Biografien-Datenbank: NS‑Dabeigewesene

Paul Sudeck Paul Hermann Martin Sudeck

(28.12.1866 Pinneberg – 28.9.1945 Saalfeld)
Arzt (Chirurg), Universitätsprofessor
Nonnenstieg 20 ( Wohnadresse 1943)
Sudeckstraße (1948 benannt in Hamburg Eppendorf)
Fuhlsbüttler Straße 756, Ohlsdorfer Friedhof, Grablage: M 24 (43-52)
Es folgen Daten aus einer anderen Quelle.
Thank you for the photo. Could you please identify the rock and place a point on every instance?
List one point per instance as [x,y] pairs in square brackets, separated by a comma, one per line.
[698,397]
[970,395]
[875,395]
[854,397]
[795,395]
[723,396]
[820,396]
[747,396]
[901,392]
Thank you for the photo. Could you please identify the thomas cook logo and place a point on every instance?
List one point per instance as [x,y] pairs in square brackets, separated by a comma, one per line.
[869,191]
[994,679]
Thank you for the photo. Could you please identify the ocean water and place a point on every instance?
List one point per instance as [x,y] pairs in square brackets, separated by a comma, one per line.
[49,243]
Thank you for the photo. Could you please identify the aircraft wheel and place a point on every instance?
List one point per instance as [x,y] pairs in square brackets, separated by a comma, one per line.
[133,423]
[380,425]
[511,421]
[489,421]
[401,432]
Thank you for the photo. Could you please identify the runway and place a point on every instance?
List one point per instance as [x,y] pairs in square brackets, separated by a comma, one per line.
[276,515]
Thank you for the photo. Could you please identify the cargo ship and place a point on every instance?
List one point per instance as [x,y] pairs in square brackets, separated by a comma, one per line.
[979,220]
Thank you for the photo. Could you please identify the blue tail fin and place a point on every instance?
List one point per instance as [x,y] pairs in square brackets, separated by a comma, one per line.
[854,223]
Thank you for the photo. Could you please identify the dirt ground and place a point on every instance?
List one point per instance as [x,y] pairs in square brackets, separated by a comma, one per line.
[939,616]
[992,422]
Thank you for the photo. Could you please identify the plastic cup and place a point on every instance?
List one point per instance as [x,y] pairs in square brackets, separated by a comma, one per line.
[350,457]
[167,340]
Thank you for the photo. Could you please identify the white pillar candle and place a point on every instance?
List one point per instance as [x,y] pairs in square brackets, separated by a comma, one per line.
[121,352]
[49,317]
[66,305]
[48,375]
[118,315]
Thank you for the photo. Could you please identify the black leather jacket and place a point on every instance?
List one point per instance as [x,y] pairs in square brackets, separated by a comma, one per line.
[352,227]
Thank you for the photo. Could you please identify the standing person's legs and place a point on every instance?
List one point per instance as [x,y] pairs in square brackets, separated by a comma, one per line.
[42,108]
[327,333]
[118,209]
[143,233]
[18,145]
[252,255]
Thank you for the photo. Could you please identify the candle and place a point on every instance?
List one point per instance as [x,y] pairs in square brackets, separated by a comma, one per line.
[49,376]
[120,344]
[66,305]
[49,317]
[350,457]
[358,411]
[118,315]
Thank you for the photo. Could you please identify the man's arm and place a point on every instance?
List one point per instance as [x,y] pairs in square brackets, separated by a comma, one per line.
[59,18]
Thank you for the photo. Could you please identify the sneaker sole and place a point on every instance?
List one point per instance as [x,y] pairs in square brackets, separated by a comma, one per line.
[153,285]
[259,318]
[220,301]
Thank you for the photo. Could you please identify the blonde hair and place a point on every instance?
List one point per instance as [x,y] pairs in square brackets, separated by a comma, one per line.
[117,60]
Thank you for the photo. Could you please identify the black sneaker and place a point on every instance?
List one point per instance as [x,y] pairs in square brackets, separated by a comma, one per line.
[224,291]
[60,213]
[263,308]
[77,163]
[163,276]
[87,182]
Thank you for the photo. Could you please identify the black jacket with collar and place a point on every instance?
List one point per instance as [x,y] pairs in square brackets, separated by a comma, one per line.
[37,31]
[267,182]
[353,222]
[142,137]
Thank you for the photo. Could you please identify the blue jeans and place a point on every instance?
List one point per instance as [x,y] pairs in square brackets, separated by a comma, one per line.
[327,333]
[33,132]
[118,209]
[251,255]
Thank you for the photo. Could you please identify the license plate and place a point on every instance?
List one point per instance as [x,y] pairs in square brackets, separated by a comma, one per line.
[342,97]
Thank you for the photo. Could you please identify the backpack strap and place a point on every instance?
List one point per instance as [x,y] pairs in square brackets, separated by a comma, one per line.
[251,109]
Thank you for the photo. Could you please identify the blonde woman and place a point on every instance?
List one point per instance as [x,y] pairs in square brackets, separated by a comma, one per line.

Im Dezember 1866 wurde Paul Sudeck in Pinneberg als Sohn eines Juristen geboren. Er besuchte zwischen 1876 und 1885 in Altona das Gymnasium und studierte nach seinem Militärdienst Medizin an Universitäten in Tübingen, Kiel und Würzburg.[1] Im Dezember 1889 wurde er zum Doktor der Medizin promoviert, um anschließend vom März 1890 bis Mai 1893 als Assistent am Pathologischen Institut der Universität Würzburg zu arbeiten. Von Juni 1893 bis Mai 1895 war er Assistenzarzt im Allgemeinen Krankenhaus (AK) Eppendorf und zwischen 1897 und 1900 Sekundärarzt für Chirurgie an den Allgemeinen Krankenhäusern St. Georg und Eppendorf, bevor er sich 1900 als Spezialarzt für Chirurgie in Hamburg-Eimsbüttel niederließ. Von Juli 1906 bis September 1914 wirkte er als Oberarzt der zweiten chirurgischen Abteilung des AK St. Georg. Im Juni 1914 wurde ihm vom Hamburger Senat der Professorentitel verliehen, mit Gründung der Universität wurde er im Mai 1919 zum außerordentlichen Professor ernannt.[2]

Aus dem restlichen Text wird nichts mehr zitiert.